When the Ordnance Survey made available some of its data under its OpenData initiative, it became possible to undertake this quantification of obscuration using some quite simple (albeit intensive) computational methods.  This is because the Vector Map product produced by the OS is organised thematically, making it quite simple to download and join together thematic map layers for the whole of the UK (as the current project is only concerned with England, the method discussed below has only been undertaken for England, however).  This forms a series of data layers that would have been very difficult to pull together prior to the OpenData initiative.

To build up a map of ground obscuration for England, the following OS OpenData layers were downloaded and joined together for several regions (European parliamentary constituencies) that together spanned the whole country*: buildings, water areas, forested areas (all polygons), roads, and railways (line data).  It would have been possible to include other layers (such as glasshouses), but it was decided that those listed above were sufficient to produce a good generalised map.  The spatial precision of these layers actually appears very good, especially for the resolution of analysis undertaken (see below).  Buffers were generated for the roads and railway lines, of varying width depending on the type of entity (based on a quick survey of a few entities of each type on Google Earth): 10m for most types of road and for narrow gauge railways; 15m for A roads and single track railways; 20m for trunk roads; and 25m for motorways and multi track railways.

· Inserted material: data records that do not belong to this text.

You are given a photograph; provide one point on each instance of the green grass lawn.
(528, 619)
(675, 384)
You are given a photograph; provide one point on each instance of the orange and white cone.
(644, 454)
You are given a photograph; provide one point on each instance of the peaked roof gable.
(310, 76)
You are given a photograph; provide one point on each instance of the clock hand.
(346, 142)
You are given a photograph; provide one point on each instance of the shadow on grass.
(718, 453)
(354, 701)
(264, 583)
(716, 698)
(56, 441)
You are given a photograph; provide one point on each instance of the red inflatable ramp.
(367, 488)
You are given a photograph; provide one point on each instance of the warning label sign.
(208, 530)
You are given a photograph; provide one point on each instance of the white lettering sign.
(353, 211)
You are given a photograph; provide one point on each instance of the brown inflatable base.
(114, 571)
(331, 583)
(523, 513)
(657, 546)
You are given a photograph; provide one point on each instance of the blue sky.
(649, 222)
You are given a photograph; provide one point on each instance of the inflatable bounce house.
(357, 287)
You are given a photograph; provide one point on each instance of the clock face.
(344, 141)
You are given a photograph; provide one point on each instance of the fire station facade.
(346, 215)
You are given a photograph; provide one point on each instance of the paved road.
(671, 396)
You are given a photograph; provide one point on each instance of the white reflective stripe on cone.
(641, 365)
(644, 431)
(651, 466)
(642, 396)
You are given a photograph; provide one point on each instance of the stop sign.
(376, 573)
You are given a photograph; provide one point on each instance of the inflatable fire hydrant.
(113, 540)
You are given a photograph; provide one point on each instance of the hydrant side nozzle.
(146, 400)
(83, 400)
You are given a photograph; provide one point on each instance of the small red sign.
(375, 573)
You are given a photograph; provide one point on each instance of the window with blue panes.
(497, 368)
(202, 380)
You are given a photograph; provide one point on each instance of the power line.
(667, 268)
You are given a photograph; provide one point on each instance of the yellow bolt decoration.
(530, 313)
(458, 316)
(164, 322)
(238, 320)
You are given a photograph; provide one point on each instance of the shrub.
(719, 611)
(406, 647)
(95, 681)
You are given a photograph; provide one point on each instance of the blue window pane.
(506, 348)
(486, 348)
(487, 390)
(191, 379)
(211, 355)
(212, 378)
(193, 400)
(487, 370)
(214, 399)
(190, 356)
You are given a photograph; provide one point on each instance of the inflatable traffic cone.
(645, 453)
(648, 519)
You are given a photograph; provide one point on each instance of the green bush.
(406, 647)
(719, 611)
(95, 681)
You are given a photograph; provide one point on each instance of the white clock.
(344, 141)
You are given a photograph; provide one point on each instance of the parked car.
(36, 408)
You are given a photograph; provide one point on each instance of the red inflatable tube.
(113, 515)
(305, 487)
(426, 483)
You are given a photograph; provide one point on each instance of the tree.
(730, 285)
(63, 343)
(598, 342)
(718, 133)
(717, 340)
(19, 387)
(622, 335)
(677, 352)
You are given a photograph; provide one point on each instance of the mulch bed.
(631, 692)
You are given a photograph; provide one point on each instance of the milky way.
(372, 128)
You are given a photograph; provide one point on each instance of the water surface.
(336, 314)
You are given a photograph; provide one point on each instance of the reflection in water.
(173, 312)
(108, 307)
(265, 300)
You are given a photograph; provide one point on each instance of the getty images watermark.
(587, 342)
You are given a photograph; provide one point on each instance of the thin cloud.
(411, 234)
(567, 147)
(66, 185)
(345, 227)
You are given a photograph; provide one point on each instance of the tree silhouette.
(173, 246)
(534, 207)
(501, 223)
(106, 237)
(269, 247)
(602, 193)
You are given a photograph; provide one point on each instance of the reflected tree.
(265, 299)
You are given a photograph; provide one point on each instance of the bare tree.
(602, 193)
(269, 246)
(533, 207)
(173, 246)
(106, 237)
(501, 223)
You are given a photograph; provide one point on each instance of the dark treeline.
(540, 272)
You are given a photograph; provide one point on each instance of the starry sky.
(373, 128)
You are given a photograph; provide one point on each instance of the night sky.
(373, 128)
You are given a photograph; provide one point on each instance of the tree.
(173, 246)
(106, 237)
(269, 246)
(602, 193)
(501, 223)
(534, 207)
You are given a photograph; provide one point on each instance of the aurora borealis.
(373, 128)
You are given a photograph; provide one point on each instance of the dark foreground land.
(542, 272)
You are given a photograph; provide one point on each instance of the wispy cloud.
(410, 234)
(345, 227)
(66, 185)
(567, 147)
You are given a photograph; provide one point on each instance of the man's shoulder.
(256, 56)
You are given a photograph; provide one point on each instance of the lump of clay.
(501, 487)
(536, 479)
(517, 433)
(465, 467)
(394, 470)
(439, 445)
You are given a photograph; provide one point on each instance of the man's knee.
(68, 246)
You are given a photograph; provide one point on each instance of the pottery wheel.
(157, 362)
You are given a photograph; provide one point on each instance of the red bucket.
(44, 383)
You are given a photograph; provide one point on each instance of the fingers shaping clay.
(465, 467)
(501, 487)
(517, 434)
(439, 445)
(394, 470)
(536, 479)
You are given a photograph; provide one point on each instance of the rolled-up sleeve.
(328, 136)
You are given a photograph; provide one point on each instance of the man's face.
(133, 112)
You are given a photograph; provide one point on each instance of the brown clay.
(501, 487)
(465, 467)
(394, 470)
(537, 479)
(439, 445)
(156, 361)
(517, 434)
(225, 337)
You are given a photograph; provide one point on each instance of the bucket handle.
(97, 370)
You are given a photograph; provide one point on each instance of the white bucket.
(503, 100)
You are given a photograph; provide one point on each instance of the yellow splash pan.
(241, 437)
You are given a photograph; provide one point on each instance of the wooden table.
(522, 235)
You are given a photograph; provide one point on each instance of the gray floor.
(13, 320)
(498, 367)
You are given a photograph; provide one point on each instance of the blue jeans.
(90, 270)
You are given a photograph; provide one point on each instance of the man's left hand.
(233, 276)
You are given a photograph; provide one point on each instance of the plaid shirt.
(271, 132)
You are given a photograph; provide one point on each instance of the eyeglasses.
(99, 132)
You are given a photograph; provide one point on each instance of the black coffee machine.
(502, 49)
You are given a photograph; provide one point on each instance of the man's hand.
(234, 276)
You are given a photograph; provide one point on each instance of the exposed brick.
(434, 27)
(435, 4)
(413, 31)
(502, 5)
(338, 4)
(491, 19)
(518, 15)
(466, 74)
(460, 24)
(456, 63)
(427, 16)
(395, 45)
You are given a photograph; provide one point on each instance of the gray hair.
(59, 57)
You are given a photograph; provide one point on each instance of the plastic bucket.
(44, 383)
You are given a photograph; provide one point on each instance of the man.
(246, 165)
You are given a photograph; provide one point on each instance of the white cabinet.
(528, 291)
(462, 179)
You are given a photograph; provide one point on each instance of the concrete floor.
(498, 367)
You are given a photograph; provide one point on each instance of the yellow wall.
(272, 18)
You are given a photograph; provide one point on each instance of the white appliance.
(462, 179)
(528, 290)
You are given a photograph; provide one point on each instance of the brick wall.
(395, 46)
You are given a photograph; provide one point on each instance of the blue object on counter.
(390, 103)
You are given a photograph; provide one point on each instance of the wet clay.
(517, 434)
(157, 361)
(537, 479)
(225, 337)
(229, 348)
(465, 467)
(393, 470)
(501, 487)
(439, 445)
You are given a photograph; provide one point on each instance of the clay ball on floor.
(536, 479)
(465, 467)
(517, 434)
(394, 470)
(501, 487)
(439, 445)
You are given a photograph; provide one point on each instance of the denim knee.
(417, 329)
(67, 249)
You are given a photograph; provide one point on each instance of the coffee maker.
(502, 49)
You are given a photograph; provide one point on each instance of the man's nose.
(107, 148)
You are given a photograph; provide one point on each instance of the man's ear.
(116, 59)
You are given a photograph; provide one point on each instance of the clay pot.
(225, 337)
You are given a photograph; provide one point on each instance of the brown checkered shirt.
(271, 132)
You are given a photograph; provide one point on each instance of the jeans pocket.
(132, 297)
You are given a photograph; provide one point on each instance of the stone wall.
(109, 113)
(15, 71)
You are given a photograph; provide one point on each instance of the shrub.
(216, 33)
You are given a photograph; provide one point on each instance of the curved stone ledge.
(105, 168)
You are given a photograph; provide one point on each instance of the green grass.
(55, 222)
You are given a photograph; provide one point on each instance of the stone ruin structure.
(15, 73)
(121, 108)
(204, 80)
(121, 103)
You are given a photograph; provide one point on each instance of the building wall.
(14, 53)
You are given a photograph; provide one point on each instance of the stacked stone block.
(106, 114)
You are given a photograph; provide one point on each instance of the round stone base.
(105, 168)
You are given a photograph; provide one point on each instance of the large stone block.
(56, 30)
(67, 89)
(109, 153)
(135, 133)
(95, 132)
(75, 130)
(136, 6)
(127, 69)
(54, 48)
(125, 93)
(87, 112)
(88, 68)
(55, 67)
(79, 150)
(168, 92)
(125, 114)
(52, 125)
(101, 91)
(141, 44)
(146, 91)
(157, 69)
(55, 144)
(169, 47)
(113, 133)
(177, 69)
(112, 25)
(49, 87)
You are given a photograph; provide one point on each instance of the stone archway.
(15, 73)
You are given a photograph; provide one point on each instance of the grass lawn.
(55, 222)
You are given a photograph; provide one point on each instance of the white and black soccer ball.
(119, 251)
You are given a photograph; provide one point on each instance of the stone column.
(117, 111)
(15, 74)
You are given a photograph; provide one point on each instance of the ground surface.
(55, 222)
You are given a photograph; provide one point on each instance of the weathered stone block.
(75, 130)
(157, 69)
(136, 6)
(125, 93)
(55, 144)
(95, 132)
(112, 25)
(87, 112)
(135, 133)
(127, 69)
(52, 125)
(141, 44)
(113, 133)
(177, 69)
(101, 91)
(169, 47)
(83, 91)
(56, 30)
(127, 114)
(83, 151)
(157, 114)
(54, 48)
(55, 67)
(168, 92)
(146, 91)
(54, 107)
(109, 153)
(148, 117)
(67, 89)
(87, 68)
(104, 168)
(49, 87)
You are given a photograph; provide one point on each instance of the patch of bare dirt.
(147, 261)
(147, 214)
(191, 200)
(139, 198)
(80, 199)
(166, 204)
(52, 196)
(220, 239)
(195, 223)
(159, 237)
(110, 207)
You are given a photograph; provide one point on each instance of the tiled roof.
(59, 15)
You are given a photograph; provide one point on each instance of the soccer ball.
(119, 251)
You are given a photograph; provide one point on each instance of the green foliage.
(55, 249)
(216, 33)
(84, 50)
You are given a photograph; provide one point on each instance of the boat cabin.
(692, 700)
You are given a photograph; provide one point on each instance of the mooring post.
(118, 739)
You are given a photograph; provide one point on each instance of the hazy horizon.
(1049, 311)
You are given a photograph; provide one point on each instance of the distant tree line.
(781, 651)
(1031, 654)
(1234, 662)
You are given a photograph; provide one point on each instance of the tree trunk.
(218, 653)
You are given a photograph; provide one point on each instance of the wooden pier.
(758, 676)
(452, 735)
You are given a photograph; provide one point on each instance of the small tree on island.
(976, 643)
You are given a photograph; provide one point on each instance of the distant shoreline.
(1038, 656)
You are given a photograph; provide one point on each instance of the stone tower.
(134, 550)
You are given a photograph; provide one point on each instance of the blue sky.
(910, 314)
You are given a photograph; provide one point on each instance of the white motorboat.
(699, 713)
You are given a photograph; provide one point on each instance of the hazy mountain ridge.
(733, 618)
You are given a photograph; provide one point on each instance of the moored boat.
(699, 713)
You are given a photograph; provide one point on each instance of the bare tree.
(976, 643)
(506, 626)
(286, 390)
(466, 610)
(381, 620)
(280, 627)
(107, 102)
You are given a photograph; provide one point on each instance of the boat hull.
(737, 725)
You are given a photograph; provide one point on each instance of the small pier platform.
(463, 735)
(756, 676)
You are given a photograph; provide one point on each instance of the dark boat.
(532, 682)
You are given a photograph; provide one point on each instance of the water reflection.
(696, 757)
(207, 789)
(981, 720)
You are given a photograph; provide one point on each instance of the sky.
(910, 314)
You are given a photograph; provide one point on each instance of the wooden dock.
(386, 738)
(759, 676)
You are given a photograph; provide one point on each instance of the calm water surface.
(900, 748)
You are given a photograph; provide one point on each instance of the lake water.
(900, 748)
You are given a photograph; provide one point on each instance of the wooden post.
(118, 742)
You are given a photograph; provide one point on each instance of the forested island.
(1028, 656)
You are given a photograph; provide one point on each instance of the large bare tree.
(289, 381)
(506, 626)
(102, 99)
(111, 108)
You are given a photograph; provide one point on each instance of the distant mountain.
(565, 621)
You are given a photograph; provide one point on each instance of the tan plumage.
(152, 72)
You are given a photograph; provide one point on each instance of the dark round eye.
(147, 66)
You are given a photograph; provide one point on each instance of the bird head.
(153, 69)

The buffer layers, buildings, water areas and forest layers were then joined together using the union tool in ArcGIS to create a polygon map of ground obscuration for each region.  A 1km by 1km polygon grid square layer was generated using Geospatial Modelling Environment and then reduced down to the outline of England via a spatial overlap query.  The identity tool in ArcGIS was then used to calculate how the polygons in the obscuration layers overlapped with the grid polygons, and the area of each resulting overlap polygon was then calculated.  The attribute tables were exported for these output layers and joined together in Excel into one big table listing the ID number (CELLID) for the related grid square and the area of each obscuration polygon within that square.  A python script was written which went through this table, adding together the total area of obscuration for each CELLID (this took around seven hours to process), and outputting a new table listing CELLID and total area of obscuration.

This output table was joined to the 1km by 1km grid square layer in ArcGIS based upon the CELLID.  We now knew the total area of obscuration for each kilometre grid square of England.  The percentage obscuration was calculated and this percentage figure was then used to create a 1km resolution raster layer showing what percentage of each cell’s ground surface area was obscured by buildings, woodland, water, roads and railways:

% obscuration of ground cover for 1km grid squares in England
% obscuration of ground cover for 1km grid squares in England

Obviously, as with all models, this is not a perfect or perfected result, but I do believe that it provides a very useful quantification of the extent to which the ground surface of England is obscured to any aerial visual observer (the picture would be somewhat different for LiDAR prospection, as then I would not have included trees as a form of obscuration).  There are undoubtedly other types of obscuration feature that could also have been included (areas of alluvium or peat, perhaps) and there may be some types of included feature that can, in certain circumstances, be seen through.  It does, however, provide a good basis for quantifying the extent to which gaps in aerial prospection results for England have resulted from the impossibility of achieving results through that method.  In the context of this project, this is particularly relevant when dealing with English Heritage’s National Mapping Program data, as this was constructed on the basis of aerial survey.

– Chris Green

* This division into regions was purely to ease the processing burden on ArcGIS and my computer.